There are currently unapproved drugs in clinical trials, such as bomedemstat, that are expected to lower platelet counts.
In patients with ET, hydroxyurea reduces the incidence of arterial blood clots, and Aglitide reduces the incidence of serious bleeding in some cases.
Prognosis and epidemiology
Essential thrombocythemia is generally described as a slowly progressive disease with long asymptomatic periods that may be accompanied by thrombotic or hemorrhagic events. And under good medical control, the average lifespan of patients is not much different from that of non-ET patients. According to statistics, the annual incidence of ET is approximately 0.6-2.5/100,000, with most cases occurring between the ages of 65 and 70, with a higher incidence in women than men.
Association with pregnancy
During pregnancy, hydroxyurea and anglitide are contraindicated because essential thrombocythemia increases the risk of miscarriage threefold.

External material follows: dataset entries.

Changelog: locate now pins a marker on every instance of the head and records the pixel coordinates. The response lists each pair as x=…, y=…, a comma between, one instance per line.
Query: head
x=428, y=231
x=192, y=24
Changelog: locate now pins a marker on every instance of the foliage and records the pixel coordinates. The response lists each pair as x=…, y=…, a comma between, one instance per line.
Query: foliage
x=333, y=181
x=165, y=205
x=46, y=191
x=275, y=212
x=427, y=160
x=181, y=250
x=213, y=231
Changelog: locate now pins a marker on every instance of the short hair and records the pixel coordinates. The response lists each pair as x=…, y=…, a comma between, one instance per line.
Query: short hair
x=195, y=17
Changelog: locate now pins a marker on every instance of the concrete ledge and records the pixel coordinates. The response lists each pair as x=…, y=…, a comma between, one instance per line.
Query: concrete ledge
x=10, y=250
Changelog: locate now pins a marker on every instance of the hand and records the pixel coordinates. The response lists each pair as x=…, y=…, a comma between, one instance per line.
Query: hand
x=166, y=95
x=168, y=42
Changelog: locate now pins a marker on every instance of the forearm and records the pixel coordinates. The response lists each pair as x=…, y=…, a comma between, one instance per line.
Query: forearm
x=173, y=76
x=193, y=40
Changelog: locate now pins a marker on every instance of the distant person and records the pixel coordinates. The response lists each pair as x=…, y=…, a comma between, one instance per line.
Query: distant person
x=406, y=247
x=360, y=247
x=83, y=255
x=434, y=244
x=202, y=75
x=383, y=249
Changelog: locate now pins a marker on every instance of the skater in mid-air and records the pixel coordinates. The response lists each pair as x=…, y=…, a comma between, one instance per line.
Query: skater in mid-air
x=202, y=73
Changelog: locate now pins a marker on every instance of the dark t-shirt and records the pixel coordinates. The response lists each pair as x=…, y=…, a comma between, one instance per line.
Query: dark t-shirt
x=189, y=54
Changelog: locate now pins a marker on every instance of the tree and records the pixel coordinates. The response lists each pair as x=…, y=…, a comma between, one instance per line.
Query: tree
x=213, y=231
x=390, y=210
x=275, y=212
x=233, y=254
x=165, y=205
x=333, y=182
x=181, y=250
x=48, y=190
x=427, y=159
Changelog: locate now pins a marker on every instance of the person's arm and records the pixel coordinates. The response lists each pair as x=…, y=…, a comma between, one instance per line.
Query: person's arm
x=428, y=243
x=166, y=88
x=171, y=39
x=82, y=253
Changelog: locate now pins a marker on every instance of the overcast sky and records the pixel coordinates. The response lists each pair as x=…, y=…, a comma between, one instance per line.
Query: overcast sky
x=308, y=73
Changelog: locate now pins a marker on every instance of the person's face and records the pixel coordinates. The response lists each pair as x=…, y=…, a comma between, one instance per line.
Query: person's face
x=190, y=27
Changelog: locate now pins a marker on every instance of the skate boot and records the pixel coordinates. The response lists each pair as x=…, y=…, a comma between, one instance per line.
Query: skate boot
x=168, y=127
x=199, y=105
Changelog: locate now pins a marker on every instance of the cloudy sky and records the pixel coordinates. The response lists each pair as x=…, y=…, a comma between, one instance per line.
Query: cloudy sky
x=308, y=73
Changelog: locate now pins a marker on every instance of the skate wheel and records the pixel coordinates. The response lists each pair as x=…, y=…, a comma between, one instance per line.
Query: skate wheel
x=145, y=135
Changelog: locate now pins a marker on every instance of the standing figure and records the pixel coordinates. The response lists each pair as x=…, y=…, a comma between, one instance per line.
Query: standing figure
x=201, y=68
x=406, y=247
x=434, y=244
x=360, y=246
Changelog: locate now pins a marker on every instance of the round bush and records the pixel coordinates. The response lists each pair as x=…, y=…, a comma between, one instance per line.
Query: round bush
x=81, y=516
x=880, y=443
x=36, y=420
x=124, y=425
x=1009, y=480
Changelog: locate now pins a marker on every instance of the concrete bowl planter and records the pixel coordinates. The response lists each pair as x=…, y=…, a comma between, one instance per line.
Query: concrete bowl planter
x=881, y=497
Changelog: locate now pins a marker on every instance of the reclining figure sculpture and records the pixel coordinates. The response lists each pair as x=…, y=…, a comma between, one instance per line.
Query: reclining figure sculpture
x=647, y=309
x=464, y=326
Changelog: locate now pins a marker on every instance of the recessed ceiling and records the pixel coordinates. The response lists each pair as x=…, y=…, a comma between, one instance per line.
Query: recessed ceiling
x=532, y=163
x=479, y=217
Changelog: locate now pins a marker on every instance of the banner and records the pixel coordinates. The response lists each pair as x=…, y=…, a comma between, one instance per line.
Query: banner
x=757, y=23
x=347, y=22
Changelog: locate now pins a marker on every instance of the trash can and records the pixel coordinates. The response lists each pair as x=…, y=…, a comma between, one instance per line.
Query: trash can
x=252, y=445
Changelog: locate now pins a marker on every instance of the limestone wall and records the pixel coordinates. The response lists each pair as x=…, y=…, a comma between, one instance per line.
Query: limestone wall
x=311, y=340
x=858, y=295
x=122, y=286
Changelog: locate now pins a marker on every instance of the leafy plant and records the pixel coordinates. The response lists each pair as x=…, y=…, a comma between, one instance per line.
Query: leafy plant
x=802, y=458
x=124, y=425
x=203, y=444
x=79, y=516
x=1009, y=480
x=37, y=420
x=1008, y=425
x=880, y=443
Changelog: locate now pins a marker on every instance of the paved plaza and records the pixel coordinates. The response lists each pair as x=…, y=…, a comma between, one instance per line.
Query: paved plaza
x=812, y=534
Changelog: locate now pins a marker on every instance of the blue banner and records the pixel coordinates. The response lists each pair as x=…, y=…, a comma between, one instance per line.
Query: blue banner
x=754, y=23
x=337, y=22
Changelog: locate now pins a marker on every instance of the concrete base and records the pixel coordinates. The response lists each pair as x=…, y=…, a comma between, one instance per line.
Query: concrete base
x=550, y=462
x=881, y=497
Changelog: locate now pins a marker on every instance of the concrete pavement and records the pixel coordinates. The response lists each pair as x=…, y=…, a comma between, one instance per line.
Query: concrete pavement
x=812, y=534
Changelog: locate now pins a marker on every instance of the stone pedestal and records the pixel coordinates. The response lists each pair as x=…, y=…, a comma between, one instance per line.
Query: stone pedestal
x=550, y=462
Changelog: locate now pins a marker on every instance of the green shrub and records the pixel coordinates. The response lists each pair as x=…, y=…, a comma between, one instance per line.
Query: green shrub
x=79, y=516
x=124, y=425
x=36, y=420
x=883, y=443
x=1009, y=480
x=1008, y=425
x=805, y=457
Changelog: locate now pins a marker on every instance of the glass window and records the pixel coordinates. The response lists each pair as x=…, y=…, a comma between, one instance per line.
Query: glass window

Therefore, the mother and fetus need to be closely monitored and treated with low-dose low-molecular-weight heparin if necessary.
Conclusion
Essential thrombocythemia is often discovered accidentally during routine blood tests. Its subtle characteristics and multiple complex conditions caused by mutations make the diagnosis process extremely difficult. Have you ever thought about how to detect and treat this type of invisible blood cancer more effectively in the future medical development?